Binary palindromes: numbers whose binary expansion is palindromic.
Binary Palindrome -> 是一个二进制表示为回文的数字。
Here is link to the solution with naive approach
我已经阅读了上面的链接,它给出了一个公式来找到第 n 个二进制回文。

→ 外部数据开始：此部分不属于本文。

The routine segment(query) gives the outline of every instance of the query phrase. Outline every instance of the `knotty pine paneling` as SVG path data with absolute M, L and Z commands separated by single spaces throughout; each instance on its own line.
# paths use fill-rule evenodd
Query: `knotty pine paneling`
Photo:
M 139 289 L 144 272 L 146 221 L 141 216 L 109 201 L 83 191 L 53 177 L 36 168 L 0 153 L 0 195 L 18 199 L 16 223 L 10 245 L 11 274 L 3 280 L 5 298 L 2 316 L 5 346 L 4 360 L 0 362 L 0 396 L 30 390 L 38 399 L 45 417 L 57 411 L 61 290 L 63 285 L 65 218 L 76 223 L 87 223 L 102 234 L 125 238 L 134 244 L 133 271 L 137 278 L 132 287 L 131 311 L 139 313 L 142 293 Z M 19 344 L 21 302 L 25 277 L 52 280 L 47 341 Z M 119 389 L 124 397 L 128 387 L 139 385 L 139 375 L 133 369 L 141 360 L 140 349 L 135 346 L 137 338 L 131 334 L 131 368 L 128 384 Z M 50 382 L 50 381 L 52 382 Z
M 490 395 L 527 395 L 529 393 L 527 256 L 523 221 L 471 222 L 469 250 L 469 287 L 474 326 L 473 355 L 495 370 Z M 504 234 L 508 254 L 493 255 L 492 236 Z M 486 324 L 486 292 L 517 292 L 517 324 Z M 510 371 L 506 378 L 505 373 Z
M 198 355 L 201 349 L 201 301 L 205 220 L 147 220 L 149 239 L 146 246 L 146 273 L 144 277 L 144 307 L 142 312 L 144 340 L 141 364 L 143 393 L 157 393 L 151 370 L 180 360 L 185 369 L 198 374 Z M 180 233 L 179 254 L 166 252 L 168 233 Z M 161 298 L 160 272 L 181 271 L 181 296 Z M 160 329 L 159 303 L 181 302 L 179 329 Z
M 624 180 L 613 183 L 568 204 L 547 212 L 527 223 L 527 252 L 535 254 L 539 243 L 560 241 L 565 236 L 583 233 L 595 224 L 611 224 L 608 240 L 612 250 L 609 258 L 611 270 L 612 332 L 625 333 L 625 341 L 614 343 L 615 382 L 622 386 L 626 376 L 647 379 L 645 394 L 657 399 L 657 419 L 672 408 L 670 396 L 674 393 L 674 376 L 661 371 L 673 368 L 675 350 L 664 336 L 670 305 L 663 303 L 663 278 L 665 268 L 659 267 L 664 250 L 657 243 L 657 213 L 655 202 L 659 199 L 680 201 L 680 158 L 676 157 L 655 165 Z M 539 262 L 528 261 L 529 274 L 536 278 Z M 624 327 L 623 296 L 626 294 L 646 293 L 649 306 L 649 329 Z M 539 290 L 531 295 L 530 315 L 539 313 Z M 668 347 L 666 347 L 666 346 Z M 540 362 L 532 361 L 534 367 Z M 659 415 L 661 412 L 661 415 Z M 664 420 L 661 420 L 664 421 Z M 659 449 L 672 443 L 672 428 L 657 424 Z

我无法理解,因此无法编写解决方案。
def palgenbase2(): # generator of palindromes in base 2
#yield 0
x, n, n2 = 1, 1, 2
m = 1;
while True:
for y in range(n, n2):
s = format(y, 'b')
yield int(s+s[-2::-1], 2)
for y in range(n, n2):
s = format(y, 'b')
yield int(s+s[::-1], 2)
x += 1
n *= 2
n2 *= 2
if n2 > 1000000000:
break
ans = {}
for i,j in enumerate(palgenbase2()):
print i,j
ans[i]=j
with open("output","a") as f:
f.write(ans)
#use the saved output to give answer to query later
#this will work but it takes too much time.
n = int(raw_input())
for c in range(0,n):
z = int(raw_input())
print ans[z]
这是一段 Python 代码,但它会生成所有此类回文。
我在程序中需要帮助才能直接得到第n个二进制回文。
如下:
Input -> 1 <= n <= 1000000000
Function -> f(n)
output -> nth binary palindrome.
我们能否使用提到的公式在更短的时间内做到这一点 here ?
最佳答案
这是在 A006995 中给出的递归算法的一个相当直接的实现。 .
为了提高效率,我使用位移位来执行二进制求幂:当 x 时是一个非负整数,1 << x相当于2 ** x但速度要快得多(至少,它在标准 CPython 上的 Python 2 和 Python 3 中都是如此)。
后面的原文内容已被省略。